Lecture 20: Algorithmic Analysis
We will learn how to calculate p-values first.
Calculating p-values using bootstrapping
Say we have two different distributions (lists of scalars). A big question is: what is the difference between the two distributions? We might try finding the difference in means. But there are obvious problems that come along if our sample size isn’t enough. For example, we may have samples from the same distribution that just happened to have different means. So we probe a little bit further.
Problem set up
Given two lists: e.g.: 1. \([1,2,3,4,4,1,2,3,4,5]\) 2. \([23,224,24,2,4,2,3]\)
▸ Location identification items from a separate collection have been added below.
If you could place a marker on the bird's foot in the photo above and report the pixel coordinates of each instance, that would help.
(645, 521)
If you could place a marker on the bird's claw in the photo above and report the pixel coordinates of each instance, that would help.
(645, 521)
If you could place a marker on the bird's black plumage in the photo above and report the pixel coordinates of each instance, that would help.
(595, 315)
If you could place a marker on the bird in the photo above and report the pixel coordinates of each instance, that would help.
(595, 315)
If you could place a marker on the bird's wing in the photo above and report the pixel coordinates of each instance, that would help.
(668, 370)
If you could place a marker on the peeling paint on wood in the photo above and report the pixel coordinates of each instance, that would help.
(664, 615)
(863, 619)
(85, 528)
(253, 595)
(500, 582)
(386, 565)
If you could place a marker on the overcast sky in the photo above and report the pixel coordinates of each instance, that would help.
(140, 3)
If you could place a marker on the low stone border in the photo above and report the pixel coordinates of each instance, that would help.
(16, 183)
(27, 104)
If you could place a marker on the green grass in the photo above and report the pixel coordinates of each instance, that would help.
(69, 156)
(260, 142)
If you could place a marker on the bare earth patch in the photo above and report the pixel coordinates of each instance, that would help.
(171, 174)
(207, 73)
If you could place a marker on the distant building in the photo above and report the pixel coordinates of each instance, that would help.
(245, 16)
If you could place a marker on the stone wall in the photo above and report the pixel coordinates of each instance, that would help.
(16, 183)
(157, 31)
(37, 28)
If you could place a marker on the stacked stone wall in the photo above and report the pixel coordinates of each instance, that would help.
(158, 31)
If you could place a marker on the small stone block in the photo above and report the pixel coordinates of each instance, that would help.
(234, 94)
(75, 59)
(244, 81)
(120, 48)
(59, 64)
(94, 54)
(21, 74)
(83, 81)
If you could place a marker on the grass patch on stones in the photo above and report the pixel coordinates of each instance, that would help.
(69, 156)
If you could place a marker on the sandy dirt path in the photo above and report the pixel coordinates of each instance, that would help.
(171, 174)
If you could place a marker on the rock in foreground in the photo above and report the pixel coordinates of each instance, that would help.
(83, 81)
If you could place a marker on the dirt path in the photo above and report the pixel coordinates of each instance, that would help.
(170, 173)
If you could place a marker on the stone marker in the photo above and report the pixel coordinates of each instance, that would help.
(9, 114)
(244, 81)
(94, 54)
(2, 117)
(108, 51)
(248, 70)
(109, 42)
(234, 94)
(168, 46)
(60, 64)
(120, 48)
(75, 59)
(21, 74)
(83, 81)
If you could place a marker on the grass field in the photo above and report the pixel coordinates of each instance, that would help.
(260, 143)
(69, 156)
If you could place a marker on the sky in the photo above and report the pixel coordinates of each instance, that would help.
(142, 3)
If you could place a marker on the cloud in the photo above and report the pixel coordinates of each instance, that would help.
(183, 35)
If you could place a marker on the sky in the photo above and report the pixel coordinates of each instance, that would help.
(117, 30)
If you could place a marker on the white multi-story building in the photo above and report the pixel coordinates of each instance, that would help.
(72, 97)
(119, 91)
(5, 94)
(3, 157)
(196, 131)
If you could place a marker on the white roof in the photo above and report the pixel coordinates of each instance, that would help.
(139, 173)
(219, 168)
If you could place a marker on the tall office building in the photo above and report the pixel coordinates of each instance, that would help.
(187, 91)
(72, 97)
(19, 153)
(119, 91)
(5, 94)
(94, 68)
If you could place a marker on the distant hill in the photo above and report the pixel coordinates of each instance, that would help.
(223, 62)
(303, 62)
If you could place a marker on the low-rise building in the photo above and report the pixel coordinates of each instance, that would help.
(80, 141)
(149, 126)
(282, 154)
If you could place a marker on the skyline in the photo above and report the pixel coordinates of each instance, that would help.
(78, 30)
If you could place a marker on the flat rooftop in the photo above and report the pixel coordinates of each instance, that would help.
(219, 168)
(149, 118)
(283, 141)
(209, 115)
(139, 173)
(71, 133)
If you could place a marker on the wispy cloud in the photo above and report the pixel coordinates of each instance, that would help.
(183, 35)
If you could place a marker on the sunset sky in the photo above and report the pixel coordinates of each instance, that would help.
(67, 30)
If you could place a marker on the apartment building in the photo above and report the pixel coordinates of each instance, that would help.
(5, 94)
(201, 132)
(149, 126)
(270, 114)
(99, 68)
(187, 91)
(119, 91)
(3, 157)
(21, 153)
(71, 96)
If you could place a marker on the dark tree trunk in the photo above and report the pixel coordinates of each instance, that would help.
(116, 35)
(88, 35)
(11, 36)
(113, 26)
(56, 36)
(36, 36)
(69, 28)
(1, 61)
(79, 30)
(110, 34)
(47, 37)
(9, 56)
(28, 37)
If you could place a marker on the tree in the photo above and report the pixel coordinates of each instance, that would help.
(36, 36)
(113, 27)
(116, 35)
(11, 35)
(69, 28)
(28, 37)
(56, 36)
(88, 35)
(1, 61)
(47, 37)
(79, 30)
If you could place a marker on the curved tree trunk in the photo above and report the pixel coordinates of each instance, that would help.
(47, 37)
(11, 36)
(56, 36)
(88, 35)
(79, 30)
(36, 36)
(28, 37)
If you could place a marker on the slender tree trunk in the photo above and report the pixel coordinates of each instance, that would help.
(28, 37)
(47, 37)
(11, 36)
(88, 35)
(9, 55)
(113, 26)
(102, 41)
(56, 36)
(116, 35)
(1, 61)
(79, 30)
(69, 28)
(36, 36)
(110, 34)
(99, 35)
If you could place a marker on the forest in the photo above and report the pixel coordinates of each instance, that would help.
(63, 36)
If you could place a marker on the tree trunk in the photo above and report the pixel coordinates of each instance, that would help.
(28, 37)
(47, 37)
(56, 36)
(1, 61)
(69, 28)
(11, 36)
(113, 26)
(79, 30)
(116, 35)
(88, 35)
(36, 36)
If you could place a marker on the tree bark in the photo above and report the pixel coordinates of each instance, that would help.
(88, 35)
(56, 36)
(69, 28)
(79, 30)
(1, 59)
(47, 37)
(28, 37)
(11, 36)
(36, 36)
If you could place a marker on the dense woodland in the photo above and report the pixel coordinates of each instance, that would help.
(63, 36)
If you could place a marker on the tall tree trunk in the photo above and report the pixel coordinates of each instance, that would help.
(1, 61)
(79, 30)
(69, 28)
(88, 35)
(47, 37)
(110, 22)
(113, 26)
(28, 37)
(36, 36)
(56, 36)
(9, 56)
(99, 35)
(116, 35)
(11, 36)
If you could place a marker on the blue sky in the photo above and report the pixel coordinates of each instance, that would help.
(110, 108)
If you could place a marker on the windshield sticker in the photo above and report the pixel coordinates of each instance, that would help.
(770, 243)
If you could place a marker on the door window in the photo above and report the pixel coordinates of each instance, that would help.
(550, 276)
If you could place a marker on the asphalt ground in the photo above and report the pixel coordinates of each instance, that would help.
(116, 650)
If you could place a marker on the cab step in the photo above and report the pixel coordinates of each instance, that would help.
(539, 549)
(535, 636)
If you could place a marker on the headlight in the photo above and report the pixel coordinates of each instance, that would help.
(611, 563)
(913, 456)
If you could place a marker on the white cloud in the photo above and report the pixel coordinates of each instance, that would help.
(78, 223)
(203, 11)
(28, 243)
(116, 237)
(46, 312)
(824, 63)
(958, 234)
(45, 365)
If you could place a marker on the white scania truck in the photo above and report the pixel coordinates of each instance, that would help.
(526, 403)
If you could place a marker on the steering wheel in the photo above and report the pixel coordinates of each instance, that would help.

These numbers were sampled from some distribution(s). The question is: did we get these samples by sampling from the same distribution or two different distributions? That is what the p-value aims to figure out.
Calculate the means:
- mean: \(2.9\).
- mean: \(40.285714285714\).
p-value asks: what is the probability that 1 and 2 means were drawn from the same distribution.
p-values are numbers, between \(\mathbf{0}\) and \(\mathbf{1}\), that, in this example, quantify how confident we should be that distribution \(\mathbf{1}\) was drawn from a different distribution than the one distribution \(\mathbf{2}\) was drawn from just based on the observed data and statistic s(mean in this specific example).
if \(p\) is close to 0, then we are more confident they are different.
- Watch this video for a more detailed explanation on the problem setup.
So hiw to calculate? We can use bootstrapping!
Calculating p-values
We use bootstrapping here via repeated sampling.
First, take the two distributions and jot down the initial difference between the means (or whatever relevant statistic you are calculating). 1. Concatenate together the two sample lists to make one universal distribution, \(U\). 2. Iterate at least \(10,000\) times and at each iteration, sample from \(U\) (appropriate lengths) twice: one for group A and one for group B. 3. Say you want to calculate the difference in means (called effect size). Take abs(diff between means). Append this to a master list which gets all the effect sizes for the iterations. 4. Also, at each iteration, calculate whether the effect size between the current sample means is greater than the initial effect size. If so, add to a counter. 5. At the end, take the counter value and divide it by the total number of iterations. This is your p-value.
Algorithmic analysis
We now get into the heart of this lecture and the last topic in uncertainty theory. Recall that expectation is the weighted average of a rich random variable distribution. Also recall an important fact about expectation:
Expectation of sums is sum of expectations: \[E[X+Y]=E[X]+E[Y].\]
- Importantly, the above statement holds regardless of dependency between the components.